Peter Rhodes: The Beatrix Potter tendency

PETER RHODES on humanising animals, smartphones that lie and why America needs a new party.

Published

A COUPLE of weeks ago I reported a warning from a lawyer that some police forces issue notices of intended prosecution for motoring offences, long after the lawful 14-day period. A reader who knows about such things says it's wrong to blame the cops because in some areas the entire speeding-fine process is done by civilian staff. Why does this not reassure me?

THAT'S it for another four years. That should be plenty of time for the United States to create the people's party it so desperately needs, a new challenger to break the stifling, no-choice tyranny of Democrat and Republican parties. Change can come, even to the most entrenched systems. In the 1882 operetta Iolanthe, Gilbert and Sullivan confidently asserted that "Every boy and every gal / That's born into the world alive / Is either a little Liberal / Or else a little Conservative." But by the time a boy born in 1882 reached voting age, the Labour Party had been founded and everything changed.

FROM next month, anyone dialling 999 to report a fire in the West Midlands will be able to send a video image of the incident to help firefighters decide how to react. And if they don't respond to a genuine picture of your fire, you can always send them a clip from The Towering Inferno. The camera cannot lie? Wanna bet?

YOU can only admire the courage and perseverance of the young film makers who scrambled on to a storm-lashed, sulphur-drenched volcanic island in the South Seas to record the life of a million penguins for David Attenborough's Planet Earth II (BBC1). But once their amazing footage was brought home to the UK, something very odd happened. It appeared to fall into the hands of the Beatrix Potter tendency. Nature, red in tooth and claw, is transformed into Happy Families. First, the animals are divided into two groups. The heroes (penguins, iguanas, etc) are announced with cheerful, plinkety-plunk music. The villains (snakes and giant lizards) have deep, ominous tunes. The stitching-together of isolated events to turn the penguin saga into a Disney-style story of caring Mum, brave Dad, adorable Chicks and wicked Skua was patronising. Now, we discover that some footage was scrapped because the dead baby penguins looked too human. Oh, please. Is this serious natural history or Mrs Tiggywinkle: The Musical?

PLANET Earth II is not the only nature programme to humanise animals. The annual Countryfile (BBC1) calendar has images of animals made to look like little people.
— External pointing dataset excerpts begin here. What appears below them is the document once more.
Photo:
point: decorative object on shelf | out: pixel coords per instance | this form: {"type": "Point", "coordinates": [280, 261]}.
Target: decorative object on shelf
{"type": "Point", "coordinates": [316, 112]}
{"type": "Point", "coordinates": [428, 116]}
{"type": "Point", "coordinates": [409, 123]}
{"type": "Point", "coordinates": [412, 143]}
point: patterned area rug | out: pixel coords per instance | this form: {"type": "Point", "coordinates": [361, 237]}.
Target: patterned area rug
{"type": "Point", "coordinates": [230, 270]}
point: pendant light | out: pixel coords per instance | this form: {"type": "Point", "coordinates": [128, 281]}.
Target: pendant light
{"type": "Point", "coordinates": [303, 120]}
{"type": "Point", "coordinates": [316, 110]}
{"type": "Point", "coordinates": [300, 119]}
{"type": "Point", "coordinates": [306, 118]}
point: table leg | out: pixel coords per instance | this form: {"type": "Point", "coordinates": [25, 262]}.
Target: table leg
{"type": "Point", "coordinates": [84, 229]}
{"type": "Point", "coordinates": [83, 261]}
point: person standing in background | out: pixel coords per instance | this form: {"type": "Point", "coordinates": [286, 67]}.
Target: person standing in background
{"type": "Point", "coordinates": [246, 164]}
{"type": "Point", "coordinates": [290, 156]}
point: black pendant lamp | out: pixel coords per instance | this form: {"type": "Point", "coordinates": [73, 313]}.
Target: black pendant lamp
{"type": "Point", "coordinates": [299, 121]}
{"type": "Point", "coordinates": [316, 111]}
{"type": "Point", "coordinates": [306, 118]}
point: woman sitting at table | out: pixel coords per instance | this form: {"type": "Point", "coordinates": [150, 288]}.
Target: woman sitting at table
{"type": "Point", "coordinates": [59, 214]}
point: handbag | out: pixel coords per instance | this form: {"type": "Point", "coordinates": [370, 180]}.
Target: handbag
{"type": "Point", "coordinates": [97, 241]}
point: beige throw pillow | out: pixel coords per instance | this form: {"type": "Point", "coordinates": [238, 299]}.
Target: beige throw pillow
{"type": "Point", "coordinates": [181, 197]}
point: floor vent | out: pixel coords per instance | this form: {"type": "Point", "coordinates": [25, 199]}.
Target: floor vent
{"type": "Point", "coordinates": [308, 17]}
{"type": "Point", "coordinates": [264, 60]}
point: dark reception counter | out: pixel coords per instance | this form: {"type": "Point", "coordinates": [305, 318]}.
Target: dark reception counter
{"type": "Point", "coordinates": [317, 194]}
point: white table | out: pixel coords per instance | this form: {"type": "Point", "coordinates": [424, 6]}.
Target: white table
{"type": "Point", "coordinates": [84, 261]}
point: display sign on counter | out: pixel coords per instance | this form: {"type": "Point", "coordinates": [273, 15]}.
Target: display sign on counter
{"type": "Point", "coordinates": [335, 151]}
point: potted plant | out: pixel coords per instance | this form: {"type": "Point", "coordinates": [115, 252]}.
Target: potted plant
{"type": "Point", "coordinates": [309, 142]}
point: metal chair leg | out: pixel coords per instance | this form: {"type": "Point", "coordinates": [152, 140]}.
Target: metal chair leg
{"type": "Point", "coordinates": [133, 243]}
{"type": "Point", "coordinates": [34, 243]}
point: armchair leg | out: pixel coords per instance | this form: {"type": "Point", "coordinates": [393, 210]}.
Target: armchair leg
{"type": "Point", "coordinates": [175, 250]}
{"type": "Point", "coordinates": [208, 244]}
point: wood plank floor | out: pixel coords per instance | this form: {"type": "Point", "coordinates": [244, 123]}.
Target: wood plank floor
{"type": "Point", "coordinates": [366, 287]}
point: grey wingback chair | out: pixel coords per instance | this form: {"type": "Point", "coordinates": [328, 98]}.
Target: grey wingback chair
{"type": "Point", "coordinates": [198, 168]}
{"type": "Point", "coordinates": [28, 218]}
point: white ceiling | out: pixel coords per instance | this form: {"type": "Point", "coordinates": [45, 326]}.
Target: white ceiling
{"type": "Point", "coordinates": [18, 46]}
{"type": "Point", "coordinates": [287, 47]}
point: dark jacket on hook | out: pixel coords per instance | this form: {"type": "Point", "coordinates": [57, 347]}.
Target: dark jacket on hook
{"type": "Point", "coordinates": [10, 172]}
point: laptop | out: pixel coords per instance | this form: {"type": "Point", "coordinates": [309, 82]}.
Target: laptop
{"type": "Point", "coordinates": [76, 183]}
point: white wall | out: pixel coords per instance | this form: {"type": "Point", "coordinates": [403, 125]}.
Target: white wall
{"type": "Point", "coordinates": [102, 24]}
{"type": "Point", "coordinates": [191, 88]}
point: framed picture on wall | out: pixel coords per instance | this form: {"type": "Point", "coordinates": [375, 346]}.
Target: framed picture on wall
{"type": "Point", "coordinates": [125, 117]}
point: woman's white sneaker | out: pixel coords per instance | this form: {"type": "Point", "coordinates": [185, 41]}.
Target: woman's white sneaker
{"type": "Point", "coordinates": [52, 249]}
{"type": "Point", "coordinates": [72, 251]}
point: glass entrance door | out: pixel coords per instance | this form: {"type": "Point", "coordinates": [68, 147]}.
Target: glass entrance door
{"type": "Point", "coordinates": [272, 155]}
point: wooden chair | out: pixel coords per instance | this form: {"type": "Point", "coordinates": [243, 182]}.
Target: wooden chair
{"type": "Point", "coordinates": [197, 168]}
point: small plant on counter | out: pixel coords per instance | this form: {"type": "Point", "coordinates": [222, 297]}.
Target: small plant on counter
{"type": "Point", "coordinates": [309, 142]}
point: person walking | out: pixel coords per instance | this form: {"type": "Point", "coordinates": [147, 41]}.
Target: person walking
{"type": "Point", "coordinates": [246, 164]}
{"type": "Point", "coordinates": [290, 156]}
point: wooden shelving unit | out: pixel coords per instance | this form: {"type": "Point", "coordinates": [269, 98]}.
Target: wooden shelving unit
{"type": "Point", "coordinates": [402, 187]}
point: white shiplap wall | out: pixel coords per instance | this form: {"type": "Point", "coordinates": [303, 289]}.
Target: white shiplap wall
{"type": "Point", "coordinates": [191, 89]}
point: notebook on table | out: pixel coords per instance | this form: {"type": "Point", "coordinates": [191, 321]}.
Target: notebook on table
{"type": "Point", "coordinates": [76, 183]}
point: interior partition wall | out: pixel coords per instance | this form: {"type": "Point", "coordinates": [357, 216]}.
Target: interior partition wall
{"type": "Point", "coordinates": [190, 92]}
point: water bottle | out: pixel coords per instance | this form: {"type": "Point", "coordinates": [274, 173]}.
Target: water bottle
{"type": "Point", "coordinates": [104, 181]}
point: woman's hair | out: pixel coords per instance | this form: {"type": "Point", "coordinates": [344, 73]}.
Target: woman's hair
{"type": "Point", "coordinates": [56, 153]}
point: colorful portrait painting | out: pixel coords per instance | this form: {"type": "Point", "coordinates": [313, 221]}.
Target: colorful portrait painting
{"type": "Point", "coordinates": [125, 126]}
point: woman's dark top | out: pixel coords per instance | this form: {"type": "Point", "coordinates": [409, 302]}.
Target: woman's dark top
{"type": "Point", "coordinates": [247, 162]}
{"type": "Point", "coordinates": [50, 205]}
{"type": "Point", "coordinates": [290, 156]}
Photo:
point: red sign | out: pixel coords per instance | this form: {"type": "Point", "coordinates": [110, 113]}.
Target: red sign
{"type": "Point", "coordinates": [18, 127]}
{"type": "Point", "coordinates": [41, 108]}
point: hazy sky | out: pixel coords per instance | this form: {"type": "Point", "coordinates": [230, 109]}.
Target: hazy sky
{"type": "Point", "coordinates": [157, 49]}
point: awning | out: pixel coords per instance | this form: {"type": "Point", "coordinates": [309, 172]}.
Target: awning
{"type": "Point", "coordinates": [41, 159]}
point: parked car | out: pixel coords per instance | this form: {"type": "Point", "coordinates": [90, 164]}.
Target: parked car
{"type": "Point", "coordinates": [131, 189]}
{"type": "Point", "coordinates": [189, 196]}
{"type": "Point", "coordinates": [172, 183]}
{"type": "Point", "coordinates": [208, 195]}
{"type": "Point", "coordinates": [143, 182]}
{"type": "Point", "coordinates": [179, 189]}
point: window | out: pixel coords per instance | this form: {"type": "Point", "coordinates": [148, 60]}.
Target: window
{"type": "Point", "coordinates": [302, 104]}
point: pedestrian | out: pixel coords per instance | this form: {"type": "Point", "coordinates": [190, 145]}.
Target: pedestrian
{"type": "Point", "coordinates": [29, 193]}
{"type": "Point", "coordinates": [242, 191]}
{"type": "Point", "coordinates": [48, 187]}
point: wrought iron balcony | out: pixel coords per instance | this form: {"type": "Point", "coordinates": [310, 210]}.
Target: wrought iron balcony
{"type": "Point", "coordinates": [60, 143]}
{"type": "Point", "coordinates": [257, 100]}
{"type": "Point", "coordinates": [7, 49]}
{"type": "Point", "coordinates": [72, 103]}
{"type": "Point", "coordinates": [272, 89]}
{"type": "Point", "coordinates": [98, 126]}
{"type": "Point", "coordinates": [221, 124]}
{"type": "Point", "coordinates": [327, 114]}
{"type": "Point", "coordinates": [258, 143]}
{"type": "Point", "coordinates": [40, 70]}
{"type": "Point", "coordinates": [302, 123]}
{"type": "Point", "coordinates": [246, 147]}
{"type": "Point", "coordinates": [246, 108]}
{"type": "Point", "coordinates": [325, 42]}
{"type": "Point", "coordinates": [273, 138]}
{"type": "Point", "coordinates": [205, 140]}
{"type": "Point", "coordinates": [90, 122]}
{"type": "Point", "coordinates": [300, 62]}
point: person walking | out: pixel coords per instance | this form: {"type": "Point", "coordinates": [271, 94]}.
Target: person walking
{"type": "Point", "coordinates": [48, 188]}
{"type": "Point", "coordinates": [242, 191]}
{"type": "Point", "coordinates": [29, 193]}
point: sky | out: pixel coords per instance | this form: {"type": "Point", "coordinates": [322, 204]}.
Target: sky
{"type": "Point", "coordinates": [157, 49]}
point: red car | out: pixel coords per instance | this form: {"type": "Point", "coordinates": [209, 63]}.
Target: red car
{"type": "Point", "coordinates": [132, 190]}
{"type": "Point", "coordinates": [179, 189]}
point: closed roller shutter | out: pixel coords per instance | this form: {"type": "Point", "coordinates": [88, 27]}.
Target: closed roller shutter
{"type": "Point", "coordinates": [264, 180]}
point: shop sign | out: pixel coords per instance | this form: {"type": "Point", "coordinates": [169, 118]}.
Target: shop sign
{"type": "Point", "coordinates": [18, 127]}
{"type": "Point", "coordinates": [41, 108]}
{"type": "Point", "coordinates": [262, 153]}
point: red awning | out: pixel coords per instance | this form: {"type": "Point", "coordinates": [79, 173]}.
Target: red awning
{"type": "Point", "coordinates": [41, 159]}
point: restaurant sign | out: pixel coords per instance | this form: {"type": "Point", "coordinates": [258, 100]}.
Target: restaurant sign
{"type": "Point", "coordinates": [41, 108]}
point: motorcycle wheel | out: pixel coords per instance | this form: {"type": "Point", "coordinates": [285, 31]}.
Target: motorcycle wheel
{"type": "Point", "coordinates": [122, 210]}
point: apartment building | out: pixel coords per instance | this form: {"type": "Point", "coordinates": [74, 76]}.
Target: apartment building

This year's winning photo is a vole that resembles a startled old man in a fur coat.

A NUMBER of readers have rightly taken me to task for linking patriotism to singing the National Anthem. As many of you have pointed out, republicans can be patriotic. One goes much further, declaring that God Save the Queen "refers to an imaginary cloud fairy looking out for a really privileged person." Given up on the OBE, then?

I RECENTLY complained about the weather. A reader tells me he seems to recall that Screaming Lord Sutch, founder of the Official Monster Raving Loony Party, suggested towing the British Isles 500 miles south so that the British housewife could dry her laundry outside. See? The simplest solutions are so often the best.